Jokul et Gorak s’approchèrent du couple, alarmés par le timbre de la voix d’Asmita. L’orque tenta de la consoler à sa manière.
“Il paiera pour ça et tout le reste! Que les ancêtres m’en soient témoins!”
Jokul approuva d’un mouvement de tête puis leur indiqua du doigt la mission maintenant toute proche. Ils allaient enfin pouvoir se reposer de l’agitation de la nuit. C’était une ancienne et massive bâtisse construite en pierre sur un petit promontoire rocheux. Sa lourde porte de bois brut et son toit plat en terrasse entouré d’un muret crénelé en faisait un très bon point défensif d’où l’on pouvait surveiller les alentours. Jokul les invita à entrer.

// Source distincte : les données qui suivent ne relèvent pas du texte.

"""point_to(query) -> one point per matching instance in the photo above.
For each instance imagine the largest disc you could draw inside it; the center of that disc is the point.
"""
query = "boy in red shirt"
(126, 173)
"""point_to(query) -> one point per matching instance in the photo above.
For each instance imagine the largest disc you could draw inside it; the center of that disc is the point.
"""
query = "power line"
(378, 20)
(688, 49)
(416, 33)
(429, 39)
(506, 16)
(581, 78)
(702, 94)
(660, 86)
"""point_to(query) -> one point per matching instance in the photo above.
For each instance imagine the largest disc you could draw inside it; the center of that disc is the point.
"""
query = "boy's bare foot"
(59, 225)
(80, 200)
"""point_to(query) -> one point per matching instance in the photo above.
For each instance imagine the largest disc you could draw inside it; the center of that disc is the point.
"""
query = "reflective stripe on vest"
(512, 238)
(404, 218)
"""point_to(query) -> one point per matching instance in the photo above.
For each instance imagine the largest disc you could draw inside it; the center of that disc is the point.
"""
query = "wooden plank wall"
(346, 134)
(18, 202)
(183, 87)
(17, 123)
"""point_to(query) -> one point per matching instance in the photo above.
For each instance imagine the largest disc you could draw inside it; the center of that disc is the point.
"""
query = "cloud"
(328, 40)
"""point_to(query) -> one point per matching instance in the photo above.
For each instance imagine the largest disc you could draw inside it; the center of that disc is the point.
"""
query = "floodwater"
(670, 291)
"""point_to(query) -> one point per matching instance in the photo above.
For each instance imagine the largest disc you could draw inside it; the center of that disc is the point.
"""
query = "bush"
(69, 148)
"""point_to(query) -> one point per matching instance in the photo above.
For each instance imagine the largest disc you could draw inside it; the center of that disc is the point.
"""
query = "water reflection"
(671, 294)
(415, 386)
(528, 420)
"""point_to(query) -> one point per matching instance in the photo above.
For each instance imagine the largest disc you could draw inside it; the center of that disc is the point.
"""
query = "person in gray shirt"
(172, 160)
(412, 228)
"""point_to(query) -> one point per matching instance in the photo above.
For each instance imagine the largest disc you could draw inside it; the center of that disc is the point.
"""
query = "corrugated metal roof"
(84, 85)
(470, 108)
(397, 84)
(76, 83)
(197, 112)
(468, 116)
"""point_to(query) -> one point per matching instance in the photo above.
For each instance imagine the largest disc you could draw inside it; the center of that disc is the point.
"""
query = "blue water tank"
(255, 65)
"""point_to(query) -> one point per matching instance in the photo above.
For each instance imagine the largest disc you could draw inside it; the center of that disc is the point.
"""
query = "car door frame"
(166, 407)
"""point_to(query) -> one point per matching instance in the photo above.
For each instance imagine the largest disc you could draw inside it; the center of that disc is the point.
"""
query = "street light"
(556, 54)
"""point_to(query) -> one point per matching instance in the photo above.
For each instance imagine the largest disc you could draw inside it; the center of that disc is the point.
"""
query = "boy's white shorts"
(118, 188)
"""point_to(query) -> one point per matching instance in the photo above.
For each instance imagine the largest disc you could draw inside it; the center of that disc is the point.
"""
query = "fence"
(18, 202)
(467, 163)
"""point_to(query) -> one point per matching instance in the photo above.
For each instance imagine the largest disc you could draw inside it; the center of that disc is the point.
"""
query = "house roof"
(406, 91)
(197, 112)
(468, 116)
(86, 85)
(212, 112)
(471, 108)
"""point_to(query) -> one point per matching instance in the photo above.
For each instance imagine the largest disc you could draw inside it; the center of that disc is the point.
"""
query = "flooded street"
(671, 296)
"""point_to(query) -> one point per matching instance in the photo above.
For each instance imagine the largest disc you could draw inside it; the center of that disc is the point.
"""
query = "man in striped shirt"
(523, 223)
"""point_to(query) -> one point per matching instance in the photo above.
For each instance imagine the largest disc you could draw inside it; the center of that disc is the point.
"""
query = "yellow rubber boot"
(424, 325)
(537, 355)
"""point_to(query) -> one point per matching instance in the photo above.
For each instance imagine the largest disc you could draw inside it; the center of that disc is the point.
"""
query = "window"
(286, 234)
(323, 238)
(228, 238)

“On est arrivé. Vous savez où sont vos chambres ainsi que la salle d’eau. Si vous avez faim, il doit y avoir ce qu’il faut à la cuisine. Pour l’heure je dois m’occuper des préparatifs des hommages du matin et laisser mes instructions à mes deux novices. Je suppose que l’on reprend la route demain.”
Ikard sourit aux propos du missionnaire.
“ Tu supposes bien mon bon ami. Je suis heureux que tu veuilles nous accompagner dans cette traque. Ton aide est la bienvenue. ”
Gorak opina du chef et se dirigea vers la cuisine, pendant qu’Asmita et Ikard gagnèrent leur chambre. Elle avait la tête qui tournait et elle pouvait sentir poindre un début de migraine. A peine avaient-ils pénétrés la chambre qu’elle fut prise de vertiges. Ikard la rattrapa avec douceur puis la porta dans sa couche.
“Dors tranquillement, tu as besoin de repos, la soirée a dû complètement t’épuiser.”
Sa voix était douce et réconfortante. Ce fut là les dernières paroles qu’elle entendit avant de sombrer dans un profond sommeil.